Ahab the king of Israel faced Ben-hadad the king of Syria in what would become a battle concerning whether God was the God of the hills or not. Silver, gold, wives and children are the types of the good things the God of the hills provides (1 Kings 20). The question was thus and still is: Is there a God who provides the good things in this world or are they a result of hard work or are they perhaps a consequence of random selection? God gave the Syrians into Ahab’s hands and demonstrated once and for all that He is the God of the hills. That’s our starting point when we come to Christ. Our inner lamb is lit and through what seems as a battle in our consciousnesses we come out with an understanding that there exists a God who loves us and gives us good things in accordance with His riches.
As me move on we inevitable will come to a new junction where another and more profound question arises. Is God also the God of the valleys? Ben-haded again musters a great multitude and goes against Ahab. This is perhaps the most difficult battle we face. Is God all in all? Will we find Him in the valleys of our lives too? The outcome of this battle is essential for our understanding of God and how He works in our lives. True liberty and the peace of mind which supersedes any outer circumstances hinge on the outcome of this battle. Ben-haded, a type of our soul enemy, thus goes against us with everything he has. The outcome is however settled: “Thus says the LORD, ‘Because the Syrians have said, “The LORD is a god of the hills but he is not a god of the valleys,” therefore I will give all this great multitude into your hand, and you shall know that I am the LORD.'” (1 Kings 20:28)

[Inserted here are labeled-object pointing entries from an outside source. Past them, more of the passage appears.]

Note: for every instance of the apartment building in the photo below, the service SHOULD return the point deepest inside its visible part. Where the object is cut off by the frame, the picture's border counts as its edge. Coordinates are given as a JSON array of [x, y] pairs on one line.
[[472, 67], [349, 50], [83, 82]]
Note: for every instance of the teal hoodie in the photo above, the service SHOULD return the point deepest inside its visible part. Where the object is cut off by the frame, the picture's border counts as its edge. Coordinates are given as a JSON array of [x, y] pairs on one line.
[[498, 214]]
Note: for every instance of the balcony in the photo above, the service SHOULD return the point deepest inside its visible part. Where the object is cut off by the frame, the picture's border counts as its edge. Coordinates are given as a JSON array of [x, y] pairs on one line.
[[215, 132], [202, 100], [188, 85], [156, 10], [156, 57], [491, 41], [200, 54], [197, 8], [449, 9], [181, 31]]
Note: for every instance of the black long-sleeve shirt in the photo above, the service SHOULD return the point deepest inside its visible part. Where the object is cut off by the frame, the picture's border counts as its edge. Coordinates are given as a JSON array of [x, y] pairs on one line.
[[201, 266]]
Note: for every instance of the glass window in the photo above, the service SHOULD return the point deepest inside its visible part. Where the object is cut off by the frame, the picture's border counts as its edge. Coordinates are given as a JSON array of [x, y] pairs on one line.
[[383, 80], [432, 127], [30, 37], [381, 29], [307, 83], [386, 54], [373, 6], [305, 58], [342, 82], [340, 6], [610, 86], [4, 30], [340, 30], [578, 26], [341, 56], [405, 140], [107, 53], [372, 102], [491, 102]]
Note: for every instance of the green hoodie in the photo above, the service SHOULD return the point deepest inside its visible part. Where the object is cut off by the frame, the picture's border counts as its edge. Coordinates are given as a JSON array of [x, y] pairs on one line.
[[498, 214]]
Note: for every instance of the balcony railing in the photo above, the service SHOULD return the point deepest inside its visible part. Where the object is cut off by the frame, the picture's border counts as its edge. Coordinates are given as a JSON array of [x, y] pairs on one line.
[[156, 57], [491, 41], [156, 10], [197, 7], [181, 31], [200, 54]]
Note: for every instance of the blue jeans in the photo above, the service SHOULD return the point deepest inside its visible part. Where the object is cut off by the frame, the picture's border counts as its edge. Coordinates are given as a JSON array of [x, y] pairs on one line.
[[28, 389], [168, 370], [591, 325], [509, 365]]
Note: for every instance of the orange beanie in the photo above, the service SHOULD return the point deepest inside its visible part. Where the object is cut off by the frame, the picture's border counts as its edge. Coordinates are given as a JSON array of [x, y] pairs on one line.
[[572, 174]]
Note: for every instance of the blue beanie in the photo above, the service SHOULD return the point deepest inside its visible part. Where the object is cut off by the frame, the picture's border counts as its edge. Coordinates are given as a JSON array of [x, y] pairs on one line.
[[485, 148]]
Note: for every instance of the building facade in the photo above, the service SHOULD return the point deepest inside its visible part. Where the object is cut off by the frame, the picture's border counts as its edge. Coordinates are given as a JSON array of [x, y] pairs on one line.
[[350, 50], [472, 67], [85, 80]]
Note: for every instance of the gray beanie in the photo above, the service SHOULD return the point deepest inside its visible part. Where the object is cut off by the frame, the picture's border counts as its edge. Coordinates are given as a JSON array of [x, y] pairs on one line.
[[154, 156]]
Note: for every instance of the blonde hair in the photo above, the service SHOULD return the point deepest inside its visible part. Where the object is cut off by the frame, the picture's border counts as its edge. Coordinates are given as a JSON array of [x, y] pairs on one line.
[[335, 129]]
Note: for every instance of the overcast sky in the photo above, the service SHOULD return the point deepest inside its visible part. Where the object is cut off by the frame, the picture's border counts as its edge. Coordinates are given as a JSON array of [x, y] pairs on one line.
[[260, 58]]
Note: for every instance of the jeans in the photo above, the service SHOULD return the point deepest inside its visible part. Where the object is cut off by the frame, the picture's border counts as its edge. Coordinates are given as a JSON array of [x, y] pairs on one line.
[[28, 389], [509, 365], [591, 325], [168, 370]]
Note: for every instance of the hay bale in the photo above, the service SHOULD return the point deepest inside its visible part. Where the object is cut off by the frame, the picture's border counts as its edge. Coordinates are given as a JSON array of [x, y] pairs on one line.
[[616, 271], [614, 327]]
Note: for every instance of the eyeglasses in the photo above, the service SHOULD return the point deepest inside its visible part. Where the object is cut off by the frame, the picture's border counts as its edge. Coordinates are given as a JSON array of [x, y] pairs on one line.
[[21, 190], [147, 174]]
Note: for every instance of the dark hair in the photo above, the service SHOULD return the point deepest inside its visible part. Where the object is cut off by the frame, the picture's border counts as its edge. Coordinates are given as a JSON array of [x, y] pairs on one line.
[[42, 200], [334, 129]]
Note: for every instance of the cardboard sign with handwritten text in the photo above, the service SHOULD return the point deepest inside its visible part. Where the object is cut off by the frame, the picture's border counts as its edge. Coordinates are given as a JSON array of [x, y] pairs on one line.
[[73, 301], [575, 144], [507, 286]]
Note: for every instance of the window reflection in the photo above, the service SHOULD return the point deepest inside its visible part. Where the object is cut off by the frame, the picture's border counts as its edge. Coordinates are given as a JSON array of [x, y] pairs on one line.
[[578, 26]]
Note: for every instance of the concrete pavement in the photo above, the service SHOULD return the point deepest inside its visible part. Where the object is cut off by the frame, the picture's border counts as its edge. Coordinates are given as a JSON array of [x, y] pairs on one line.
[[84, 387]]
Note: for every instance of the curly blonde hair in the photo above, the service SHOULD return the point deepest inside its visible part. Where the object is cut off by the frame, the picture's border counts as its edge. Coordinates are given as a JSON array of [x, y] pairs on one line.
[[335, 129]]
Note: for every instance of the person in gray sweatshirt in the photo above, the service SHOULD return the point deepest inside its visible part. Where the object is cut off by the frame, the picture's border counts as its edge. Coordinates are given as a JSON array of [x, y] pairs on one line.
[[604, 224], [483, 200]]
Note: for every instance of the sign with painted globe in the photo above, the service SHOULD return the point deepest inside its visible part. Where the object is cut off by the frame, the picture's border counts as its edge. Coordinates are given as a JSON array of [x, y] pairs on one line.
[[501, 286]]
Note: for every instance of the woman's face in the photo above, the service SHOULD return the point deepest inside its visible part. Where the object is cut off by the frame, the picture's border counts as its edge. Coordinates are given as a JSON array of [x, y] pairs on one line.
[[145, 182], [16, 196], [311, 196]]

Even though God gives Ahab a striking victory over the enemy, Ahab doesn’t kill Ben-hadad. As a consequence He is prevented from being a see-througher, a man who sees God only. When we uphold the idea that the enemy still plays a part in our lives, that he is somewhat responsible for our valley experiences we maintain this double vision which causes us unnecessary strain and unrest. God is God of both the hills and the valleys. When we with a single-eye see God only our souls find rest from this world’s travails. God’s objective is to lead us to a place of understanding where we never give the devil any undeserved attention and as a consequence of that attention a spot from where he can influence our lives. In our consciousnesses he is hence rendered as a toothless lion whose roars by and by becomes a distant memory. There is only one God in whom we live, move and have our being. Our Abba is in full control and that goes for every nook and cranny in our lives.